Professional horse breeders have been the most neglected group of agricultural producers by government. We have no representation and have for years been losing massive amounts for every foal produced.
The horse industry in this country is entering crisis status. The policies and practices set in place have started breeders down the path to annihilation. There are segments of the horse industry, no doubt, blissfully unaware and even enjoying current profitability. But it is on a crumbling foundation.
If the current uproar over the horse slaughter plant at Fort MacLeod proves that proper procedures were violated, it would give animal rights activists their final boost to shut down the plant. If so, government regulators responsible for this failure must take responsibility for destroying the industry. The government should be liable for subsequent losses.
The humane slaughter of horses has to exist for the horse industry to exist. Slaughter plants in the U.S. must be reopened, the border closed to or a tariff imposed on U.S. horses to compensate for the huge losses to Canadian producers.
The first domino to fall is the professional breeders, many with lifetime programs to improve bloodstock, who are now exiting in record numbers. When these breeders have vanished (unofficial estimates are that 70 per cent are already gone), their programs will be gone too. What good were past breeder-incentive initiatives when all is being washed away now?
Professional horse breeders have been the most neglected group of agricultural producers by government. We have no representation and have for years been losing massive amounts for every foal produced. Cattle producers now have the option under Agriculture Financial Services Corporation to insure some of their costs. Horse breeders with mind-boggling losses were offered no such option. ALMA, which stands for Alberta “Livestock” Marketing Agency, chose to give $2 million to grow the market for Alberta beef, yet horse breeders with virtually no market are not even noted.
Our current agriculture minister publicly declares his intention to revive the cattle industry but the plight of the horse industry is not even on his radar. Those horse people still surviving have done so out of endless work, sacrifice and personal debt loads.
Now, while at their weakest point, two more daggers have been thrown at horse breeders.
They have been pitted against the unfair trade created by U.S. animal rights activists, who, due to their successful lobbying, have shut down all U.S. horse slaughter plants. That made it illegal in the U.S. to slaughter horses and also illegal to ship any horse direct to a slaughter plant. As a consequence, U.S. horses are flooding into our market. Last year over 96,000 head (CF IA figures) were imported. Because they cannot be direct shipped to slaughter they are sold through our local auction marts where anyone can purchase horses at giveaway prices caused by this glut. Unverified reports are that horses are coming in for six cents a pound and as low as a dollar per head. How can breeders compete? The situation is hopeless.
The second dagger is the recent unveiling of new traceability rules. Most breeders just learned of this as a fait accompli with a July 31, 2010 compliance date. There was no consultation with the stakeholders (breeders) and a denial of a democratic right to be heard. This horse “passport,” a 180-day drug affidavit, will add substantial costs to the beleaguered breeders already beaten down. In many cases it is a duplication of horse and breeder identity already on file for registered horses (most DNA parentage verified). This should only apply to unregistered stock.

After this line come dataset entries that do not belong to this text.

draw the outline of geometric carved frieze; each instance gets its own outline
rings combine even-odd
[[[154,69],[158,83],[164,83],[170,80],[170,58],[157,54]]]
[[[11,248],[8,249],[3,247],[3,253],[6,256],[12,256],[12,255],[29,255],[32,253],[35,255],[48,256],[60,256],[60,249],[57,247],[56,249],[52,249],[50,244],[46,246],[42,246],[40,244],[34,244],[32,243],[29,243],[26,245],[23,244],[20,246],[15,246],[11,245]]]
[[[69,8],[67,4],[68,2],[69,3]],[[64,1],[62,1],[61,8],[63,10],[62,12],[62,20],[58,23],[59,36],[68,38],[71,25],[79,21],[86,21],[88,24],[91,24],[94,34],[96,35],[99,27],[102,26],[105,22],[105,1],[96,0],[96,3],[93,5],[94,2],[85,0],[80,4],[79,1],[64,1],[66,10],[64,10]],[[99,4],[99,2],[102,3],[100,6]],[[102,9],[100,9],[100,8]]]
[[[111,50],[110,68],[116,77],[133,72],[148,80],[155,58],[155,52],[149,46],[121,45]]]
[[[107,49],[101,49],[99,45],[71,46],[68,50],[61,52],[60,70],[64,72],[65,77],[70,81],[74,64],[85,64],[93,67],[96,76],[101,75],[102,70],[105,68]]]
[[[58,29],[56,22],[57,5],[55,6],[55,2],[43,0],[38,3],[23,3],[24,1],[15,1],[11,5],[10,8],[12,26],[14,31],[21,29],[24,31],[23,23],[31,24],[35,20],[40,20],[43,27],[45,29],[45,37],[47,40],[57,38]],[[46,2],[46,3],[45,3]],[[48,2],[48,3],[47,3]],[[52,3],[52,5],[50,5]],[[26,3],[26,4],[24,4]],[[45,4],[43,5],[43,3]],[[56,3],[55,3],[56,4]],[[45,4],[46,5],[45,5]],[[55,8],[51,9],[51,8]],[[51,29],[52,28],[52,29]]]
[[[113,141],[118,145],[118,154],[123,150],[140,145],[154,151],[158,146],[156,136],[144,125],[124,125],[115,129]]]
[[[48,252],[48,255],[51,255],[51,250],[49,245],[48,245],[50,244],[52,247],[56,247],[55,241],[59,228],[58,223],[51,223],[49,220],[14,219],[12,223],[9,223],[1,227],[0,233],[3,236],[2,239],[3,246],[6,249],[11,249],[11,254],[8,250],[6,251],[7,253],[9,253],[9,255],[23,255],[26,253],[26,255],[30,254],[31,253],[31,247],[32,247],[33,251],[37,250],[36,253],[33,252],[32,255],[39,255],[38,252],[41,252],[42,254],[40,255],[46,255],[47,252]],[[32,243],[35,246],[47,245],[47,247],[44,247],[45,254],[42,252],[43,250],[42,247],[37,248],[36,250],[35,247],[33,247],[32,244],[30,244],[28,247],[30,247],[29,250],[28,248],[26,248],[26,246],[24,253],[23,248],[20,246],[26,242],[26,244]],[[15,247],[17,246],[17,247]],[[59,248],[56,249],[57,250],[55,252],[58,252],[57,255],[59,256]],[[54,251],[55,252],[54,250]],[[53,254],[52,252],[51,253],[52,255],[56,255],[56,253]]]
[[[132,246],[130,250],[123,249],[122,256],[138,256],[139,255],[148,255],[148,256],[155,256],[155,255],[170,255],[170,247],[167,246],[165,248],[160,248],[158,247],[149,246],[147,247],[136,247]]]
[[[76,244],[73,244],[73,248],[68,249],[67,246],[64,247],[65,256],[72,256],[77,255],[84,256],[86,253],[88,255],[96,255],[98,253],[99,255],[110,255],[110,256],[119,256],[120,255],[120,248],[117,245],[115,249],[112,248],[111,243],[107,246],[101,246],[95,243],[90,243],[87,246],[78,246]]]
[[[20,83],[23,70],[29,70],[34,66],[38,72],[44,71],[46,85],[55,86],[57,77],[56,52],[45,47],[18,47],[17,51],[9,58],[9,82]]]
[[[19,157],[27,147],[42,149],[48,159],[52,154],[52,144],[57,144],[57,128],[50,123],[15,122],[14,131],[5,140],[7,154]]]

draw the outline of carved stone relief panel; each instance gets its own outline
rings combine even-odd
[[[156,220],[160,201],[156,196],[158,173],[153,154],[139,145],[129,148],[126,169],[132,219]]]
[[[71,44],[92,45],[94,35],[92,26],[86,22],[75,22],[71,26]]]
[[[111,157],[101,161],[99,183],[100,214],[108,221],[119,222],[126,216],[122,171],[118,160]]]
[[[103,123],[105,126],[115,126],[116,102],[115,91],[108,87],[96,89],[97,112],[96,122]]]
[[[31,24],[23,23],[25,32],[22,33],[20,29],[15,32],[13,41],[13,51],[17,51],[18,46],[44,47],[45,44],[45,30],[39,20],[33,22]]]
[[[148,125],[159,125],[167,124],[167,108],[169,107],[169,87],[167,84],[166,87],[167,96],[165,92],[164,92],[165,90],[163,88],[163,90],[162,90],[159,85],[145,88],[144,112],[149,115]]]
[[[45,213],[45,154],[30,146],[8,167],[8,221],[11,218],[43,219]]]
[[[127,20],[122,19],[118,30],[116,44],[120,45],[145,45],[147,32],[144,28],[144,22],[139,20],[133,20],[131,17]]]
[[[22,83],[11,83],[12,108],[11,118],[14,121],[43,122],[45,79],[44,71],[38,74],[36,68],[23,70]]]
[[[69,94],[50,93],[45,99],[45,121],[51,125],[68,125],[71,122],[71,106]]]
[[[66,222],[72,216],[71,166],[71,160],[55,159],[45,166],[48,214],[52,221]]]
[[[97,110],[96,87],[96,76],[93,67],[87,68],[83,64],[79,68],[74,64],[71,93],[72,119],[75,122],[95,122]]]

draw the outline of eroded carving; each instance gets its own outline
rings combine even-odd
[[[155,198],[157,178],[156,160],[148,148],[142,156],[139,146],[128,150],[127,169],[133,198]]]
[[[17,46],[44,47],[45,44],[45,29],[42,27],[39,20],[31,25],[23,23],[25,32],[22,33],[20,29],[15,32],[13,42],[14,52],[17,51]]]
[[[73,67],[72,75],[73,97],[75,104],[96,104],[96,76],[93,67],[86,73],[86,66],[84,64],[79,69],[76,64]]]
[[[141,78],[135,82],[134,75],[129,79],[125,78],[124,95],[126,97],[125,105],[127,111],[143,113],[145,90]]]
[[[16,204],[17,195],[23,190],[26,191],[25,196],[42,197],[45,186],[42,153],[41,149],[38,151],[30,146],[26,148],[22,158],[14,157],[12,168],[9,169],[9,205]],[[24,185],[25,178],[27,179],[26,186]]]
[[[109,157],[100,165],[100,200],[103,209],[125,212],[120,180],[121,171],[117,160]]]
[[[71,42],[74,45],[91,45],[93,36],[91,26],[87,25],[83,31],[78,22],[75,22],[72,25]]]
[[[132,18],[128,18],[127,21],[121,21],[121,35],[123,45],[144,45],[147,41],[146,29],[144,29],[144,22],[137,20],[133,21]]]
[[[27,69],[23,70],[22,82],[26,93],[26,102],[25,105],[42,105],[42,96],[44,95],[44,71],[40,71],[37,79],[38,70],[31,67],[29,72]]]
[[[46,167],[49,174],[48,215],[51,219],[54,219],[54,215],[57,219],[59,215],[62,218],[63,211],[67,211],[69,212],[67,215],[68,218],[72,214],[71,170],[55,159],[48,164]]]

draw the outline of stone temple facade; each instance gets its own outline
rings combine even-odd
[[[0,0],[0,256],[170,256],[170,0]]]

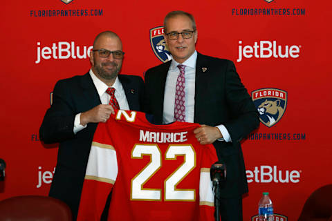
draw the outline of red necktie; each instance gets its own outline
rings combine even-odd
[[[183,64],[178,65],[180,69],[180,74],[176,81],[176,88],[175,90],[174,100],[174,121],[185,122],[185,68]]]
[[[108,93],[111,96],[111,99],[109,99],[109,104],[112,106],[114,110],[119,110],[120,106],[119,106],[119,103],[118,103],[118,101],[116,100],[116,95],[114,93],[116,93],[116,88],[108,88],[107,90],[106,90],[106,93]]]

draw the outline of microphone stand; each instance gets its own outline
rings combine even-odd
[[[214,190],[214,207],[216,211],[216,221],[220,221],[220,198],[221,198],[221,184],[220,180],[215,177],[213,179],[213,189]]]

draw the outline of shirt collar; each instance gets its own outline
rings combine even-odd
[[[179,64],[183,64],[187,67],[195,68],[196,60],[197,60],[197,51],[195,50],[195,51],[194,52],[194,54],[192,54],[192,56],[190,56],[187,60],[185,61],[185,62],[182,64],[178,63],[174,59],[172,59],[171,68],[172,69],[175,69],[176,68],[177,68],[178,65]]]
[[[99,96],[102,96],[103,93],[105,93],[106,90],[109,88],[107,84],[102,81],[99,78],[95,76],[95,74],[93,73],[92,69],[89,70],[90,76],[91,76],[92,81],[95,84],[95,88],[97,88],[97,91],[98,92]],[[120,86],[120,81],[118,77],[116,77],[116,81],[112,86],[112,88],[116,88],[116,90],[119,88]]]

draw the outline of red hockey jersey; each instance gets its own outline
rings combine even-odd
[[[100,220],[112,191],[109,220],[214,220],[212,144],[197,124],[154,125],[145,114],[118,110],[95,133],[77,220]]]

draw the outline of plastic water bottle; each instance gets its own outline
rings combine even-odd
[[[258,215],[259,221],[273,221],[273,205],[268,192],[263,193],[263,196],[259,200]]]

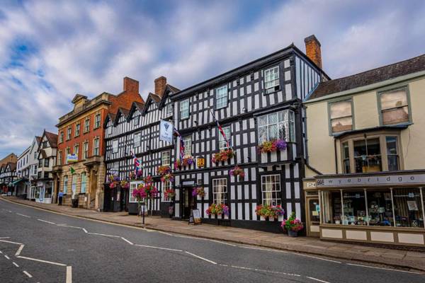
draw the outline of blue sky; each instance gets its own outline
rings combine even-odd
[[[0,0],[0,157],[56,132],[76,93],[183,88],[315,34],[332,78],[424,53],[423,1]]]

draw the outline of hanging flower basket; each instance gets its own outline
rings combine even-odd
[[[193,164],[193,158],[191,156],[184,157],[183,161],[179,159],[174,161],[174,169],[180,169],[181,166],[188,166]]]
[[[205,191],[204,190],[203,187],[195,187],[192,190],[192,195],[193,197],[199,195],[200,197],[204,197],[205,196]]]
[[[229,216],[229,207],[223,204],[212,204],[205,210],[205,213],[208,215],[221,215],[224,214]]]
[[[259,146],[259,150],[262,153],[273,152],[277,150],[284,150],[287,144],[284,139],[274,139],[273,141],[264,142]]]
[[[169,173],[161,177],[161,182],[164,183],[166,181],[174,182],[174,175]]]
[[[280,205],[257,205],[255,209],[257,215],[264,218],[277,219],[280,215],[285,214],[285,210]]]
[[[166,189],[165,192],[164,192],[164,196],[165,198],[173,198],[176,196],[176,191],[173,189]]]
[[[171,168],[168,165],[159,166],[157,173],[158,175],[164,175],[171,172]]]
[[[233,169],[230,170],[230,172],[229,172],[229,175],[234,177],[239,176],[239,180],[244,180],[244,178],[245,178],[245,171],[244,171],[244,169],[237,166]]]
[[[234,151],[231,149],[228,149],[214,154],[214,156],[212,156],[212,162],[217,163],[220,161],[225,161],[234,157]]]
[[[298,231],[304,229],[304,225],[301,220],[295,217],[295,213],[293,212],[288,219],[283,219],[280,225],[283,230],[288,231],[288,235],[290,237],[296,237],[298,236]]]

By following the money on this issue, it leads to veterinary pockets. Breeders cannot support this financially and they demand their democratic right to consultation. The 180-day affidavit will (even by CFIA’s own admission), “likely” increase horses in feedlots in Canada. Of course it will – Americans will not comply with these Canadian regulations detailing a six-month past history per horse, plus lifetime prohibitions on some drugs such as the commonly used “bute.”
But with their slaughter plants closed they still need an outlet for their unwanted horses. The result will be American horses hauled here, unable to go to slaughter for a six-month period, waiting out the time in feedlots.
Slaughter buyers will then pay even less (if that is possible), because now they have to feed them for six months. The fact is and always has been that slaughter prices dictate the general market price. Not that much different than the cattle industry, where bull sale prices reflect the slaughter market. The horse market will be done.
The animal rights activists in their determination to stop all horse slaughter, chorus, “Get the breeder to stop breeding.” This issue needs the entire horse industry’s broader understanding. As the animal rights activists succeed in shutting down the breeders, the rest of the industry will follow. Make no mistake about it, this situation will soon limit everyone’s involvement with a horse. The dominos will continue to fall.